Melissa Broder’s poem “Inflate the Slide” is inflated with defiance: “Trade a man / who loves you / for language.” This is beautiful, crisp, and clear. So much power here, like a lasso with a sure grip. Addictions make you feel that way; although, I’m curious about the male figure in this poem, about the kind of love he can give, its quality, which no doubt is not good enough to the voice in the poem. Soon, their world “blows up.” This must be the apex of passion in the poem, which then settles down to this:
there is a pink bed
and two girls
in pink smoke
on my dick
they feed him
he gives them
Kent Leatham’s poem “Patrimony” appears to converse with Broder’s poem and ups the ante of male reproduction; it is a meditation from a man who was conceived via a sperm donor. Now the son is doing what his father had done before, whoever made him. The twenty-eight-year-old squirts semen in a cup on a regular basis. He accepts his condition but feels “Screwed / hung / fucked-up.” The poem’s loud mantra is: “Friday night. Jacking off again.” It’s a disturbing rhythm. Indeed, he wants to share his semen, to give the world life from his own body. The absence of woman becomes palpable in this long poem, or perhaps they only exist in the sticky pages of porn at the sperm bank. But what he wants is to know his father. This is a sad poem that has no time for tears, but drips of sperm like porn on permanent rewind. Certainly, this issue of Fence loves the erotic, its habits, and subversions.

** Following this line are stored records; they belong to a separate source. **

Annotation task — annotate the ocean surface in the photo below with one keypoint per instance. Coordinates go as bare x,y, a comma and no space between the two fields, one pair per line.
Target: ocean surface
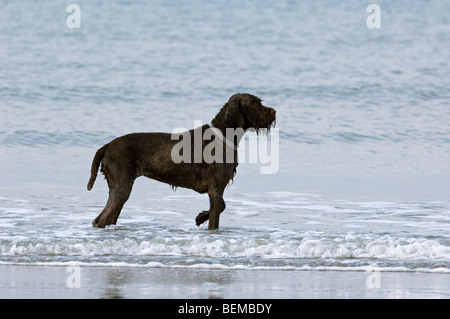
362,154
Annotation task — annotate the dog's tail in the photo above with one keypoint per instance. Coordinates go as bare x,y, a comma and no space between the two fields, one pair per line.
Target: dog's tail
95,165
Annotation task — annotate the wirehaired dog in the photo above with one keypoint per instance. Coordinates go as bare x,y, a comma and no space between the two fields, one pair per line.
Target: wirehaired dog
157,156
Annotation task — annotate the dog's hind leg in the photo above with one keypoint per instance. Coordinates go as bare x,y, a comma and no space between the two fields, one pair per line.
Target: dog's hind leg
120,185
204,215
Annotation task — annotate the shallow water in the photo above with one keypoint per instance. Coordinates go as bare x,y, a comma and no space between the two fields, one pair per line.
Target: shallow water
363,119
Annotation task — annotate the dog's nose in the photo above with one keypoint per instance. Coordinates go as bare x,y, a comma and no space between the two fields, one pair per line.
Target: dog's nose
272,111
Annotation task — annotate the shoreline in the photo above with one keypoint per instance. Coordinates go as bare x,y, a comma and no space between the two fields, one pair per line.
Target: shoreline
97,282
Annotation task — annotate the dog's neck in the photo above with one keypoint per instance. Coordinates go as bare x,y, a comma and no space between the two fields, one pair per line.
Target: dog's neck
219,133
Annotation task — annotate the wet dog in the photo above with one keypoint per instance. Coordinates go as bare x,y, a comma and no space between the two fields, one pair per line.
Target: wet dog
152,155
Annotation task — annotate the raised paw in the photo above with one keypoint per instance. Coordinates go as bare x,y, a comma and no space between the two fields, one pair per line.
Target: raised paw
202,217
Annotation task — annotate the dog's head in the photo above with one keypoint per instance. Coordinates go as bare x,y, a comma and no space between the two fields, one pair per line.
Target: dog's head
246,111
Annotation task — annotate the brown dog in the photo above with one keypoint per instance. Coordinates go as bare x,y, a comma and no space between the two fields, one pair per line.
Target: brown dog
156,156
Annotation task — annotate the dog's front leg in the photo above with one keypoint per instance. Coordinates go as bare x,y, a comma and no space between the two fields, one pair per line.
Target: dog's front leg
217,205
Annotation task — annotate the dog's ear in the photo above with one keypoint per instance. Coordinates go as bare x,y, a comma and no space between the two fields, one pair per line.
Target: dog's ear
233,115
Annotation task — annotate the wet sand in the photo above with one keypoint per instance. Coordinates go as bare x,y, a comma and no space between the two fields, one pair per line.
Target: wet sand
92,282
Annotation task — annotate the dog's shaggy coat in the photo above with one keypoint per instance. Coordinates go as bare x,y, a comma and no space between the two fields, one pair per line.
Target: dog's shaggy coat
150,154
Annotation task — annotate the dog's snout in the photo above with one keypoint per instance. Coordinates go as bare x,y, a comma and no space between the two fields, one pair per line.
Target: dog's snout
272,111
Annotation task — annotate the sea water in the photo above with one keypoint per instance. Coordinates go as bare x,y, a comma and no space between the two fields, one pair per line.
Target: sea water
364,137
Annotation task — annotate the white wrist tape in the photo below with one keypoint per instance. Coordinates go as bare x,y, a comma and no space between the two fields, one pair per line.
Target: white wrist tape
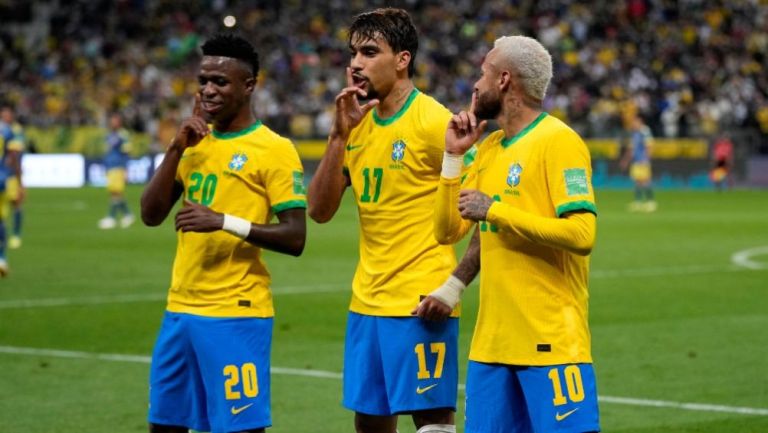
451,165
236,226
450,292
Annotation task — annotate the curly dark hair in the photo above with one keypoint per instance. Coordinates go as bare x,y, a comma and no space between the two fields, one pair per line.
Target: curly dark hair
236,47
393,25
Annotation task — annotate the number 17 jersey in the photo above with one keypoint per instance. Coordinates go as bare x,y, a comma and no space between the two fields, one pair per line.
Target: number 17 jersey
394,166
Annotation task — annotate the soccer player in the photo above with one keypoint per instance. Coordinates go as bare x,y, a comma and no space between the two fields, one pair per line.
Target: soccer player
722,161
12,140
638,158
529,191
115,162
12,135
389,150
210,365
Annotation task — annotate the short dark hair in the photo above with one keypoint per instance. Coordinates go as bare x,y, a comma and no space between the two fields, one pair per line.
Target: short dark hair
236,47
393,25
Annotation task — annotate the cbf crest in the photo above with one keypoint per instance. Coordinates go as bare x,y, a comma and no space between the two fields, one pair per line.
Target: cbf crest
513,175
398,150
238,161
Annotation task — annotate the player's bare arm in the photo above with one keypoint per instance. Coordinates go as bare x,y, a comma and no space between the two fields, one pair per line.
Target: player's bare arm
438,306
287,236
163,190
328,183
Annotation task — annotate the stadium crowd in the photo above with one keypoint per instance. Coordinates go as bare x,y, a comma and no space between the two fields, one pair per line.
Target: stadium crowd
689,67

This issue’s unforgettable, longest, and complex piece turns to the Middle East, a short story by Zachary Lazar titled “In the Presence of My Enemies,” about an investigation on the murder of a Jewish poet named David Bellen. The journalist working on this story is Hannah Groff, an American of Jewish descent, “a crime writer with a fractured style,” who likes to write about “rock stars, serial killers, drug addicts, [and] sexual ‘deviants.’” Groff suspects that at the heart of the crime is Bellen’s last book, Kid Bethlehem, which contains poems that retell the story of King David through a “modern guise”: the real-life Israeli gangster Yehezkel Aslan, who died in 1993. In another part of the story, Bellen likens King David to Tony Montana in Scarface. Groff is drawn to Bellen’s fantasies of creating parallel stories between King David and gangsters in the 20th century, real or imagined. Why this obsession to desecrate a revered biblical figure in Judaism and Christianity? Groff’s investigation turns inward, to some extents, as her physical presence in Israel and Palestine reorients and reconnects a part of her to ideas of herself as a Jew.

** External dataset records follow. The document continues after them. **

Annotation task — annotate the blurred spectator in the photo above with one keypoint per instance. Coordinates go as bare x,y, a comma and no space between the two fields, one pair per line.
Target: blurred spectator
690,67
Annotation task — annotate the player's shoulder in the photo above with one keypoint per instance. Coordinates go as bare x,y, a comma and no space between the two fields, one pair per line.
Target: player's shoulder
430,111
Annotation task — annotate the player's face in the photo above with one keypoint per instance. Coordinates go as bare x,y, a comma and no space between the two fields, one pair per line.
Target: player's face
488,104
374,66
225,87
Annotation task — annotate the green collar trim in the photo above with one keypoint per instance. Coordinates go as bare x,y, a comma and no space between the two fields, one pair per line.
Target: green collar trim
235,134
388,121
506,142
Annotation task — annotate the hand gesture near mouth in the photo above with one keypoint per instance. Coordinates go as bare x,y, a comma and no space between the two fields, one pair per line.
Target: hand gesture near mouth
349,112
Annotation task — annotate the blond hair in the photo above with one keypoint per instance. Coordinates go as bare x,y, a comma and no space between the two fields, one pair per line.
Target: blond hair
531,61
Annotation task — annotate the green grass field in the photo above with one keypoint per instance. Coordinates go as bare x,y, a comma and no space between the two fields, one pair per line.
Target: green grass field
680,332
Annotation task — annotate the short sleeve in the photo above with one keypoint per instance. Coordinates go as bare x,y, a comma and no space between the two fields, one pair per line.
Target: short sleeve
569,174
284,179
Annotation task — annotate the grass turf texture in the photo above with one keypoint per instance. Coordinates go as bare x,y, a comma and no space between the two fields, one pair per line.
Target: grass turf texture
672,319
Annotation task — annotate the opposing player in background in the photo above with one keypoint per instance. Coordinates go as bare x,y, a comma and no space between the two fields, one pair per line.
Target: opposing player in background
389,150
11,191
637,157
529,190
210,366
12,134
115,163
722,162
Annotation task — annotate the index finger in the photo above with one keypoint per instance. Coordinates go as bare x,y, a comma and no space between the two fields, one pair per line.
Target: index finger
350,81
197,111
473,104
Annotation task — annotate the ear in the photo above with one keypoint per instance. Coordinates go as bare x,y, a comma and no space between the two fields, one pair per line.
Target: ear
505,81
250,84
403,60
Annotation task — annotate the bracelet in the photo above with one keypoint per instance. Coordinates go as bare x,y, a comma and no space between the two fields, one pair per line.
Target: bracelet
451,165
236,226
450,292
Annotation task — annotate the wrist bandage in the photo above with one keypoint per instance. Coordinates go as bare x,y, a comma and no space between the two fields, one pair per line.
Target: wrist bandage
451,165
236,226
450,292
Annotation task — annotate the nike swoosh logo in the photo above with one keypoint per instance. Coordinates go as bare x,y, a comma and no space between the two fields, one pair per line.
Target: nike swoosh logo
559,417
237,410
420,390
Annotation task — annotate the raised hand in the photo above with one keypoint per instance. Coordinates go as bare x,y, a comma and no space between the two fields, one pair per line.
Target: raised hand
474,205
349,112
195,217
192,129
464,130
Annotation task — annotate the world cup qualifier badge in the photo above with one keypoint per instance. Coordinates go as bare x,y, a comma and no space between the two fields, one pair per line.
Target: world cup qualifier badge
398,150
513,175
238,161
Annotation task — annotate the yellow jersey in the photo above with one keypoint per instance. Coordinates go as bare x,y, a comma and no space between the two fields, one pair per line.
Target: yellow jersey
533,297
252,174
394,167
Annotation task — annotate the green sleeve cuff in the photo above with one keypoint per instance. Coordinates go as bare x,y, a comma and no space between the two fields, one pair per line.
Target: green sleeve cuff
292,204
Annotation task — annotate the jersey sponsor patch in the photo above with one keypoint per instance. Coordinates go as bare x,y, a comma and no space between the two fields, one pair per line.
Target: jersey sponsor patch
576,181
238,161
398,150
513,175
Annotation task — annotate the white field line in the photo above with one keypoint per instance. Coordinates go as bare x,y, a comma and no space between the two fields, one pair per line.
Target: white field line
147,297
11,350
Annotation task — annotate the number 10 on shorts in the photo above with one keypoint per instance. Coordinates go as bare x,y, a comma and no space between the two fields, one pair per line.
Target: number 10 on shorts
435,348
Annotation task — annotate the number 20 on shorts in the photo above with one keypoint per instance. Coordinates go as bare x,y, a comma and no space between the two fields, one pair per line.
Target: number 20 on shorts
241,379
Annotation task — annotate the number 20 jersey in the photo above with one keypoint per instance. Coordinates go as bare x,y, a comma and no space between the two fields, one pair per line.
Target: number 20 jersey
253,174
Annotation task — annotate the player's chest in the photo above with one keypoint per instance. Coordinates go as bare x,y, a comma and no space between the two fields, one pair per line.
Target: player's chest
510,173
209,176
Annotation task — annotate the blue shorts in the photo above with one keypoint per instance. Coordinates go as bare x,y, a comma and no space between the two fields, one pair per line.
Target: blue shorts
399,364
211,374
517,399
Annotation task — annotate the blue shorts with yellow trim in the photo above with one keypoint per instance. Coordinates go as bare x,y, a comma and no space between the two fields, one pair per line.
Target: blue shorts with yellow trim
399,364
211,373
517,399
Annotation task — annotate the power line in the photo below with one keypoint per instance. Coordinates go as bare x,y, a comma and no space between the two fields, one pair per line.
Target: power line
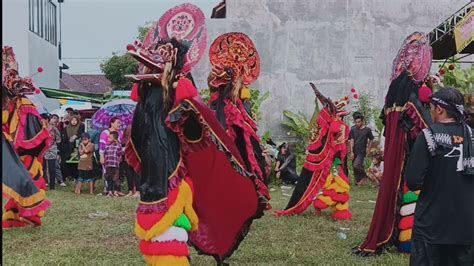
84,58
86,71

Lazar’s story is part of the journal’s staff fiction section, which contains four stories. There are three more, guest edited by Rick Moody, all excellent stories that deserve to be read by aspiring fiction writers. The last section in the journal, “other,” is clearly a space for work that does not belong to fiction or poetry. Rick Moody’s song “Tornadoes” is a song humming back to us, a perfect piece to put cap on Editor Wolff’s party until the next issue: “I’ll protect you from intifadas / And from methamphetamine / From the boredom of the Great Plains.”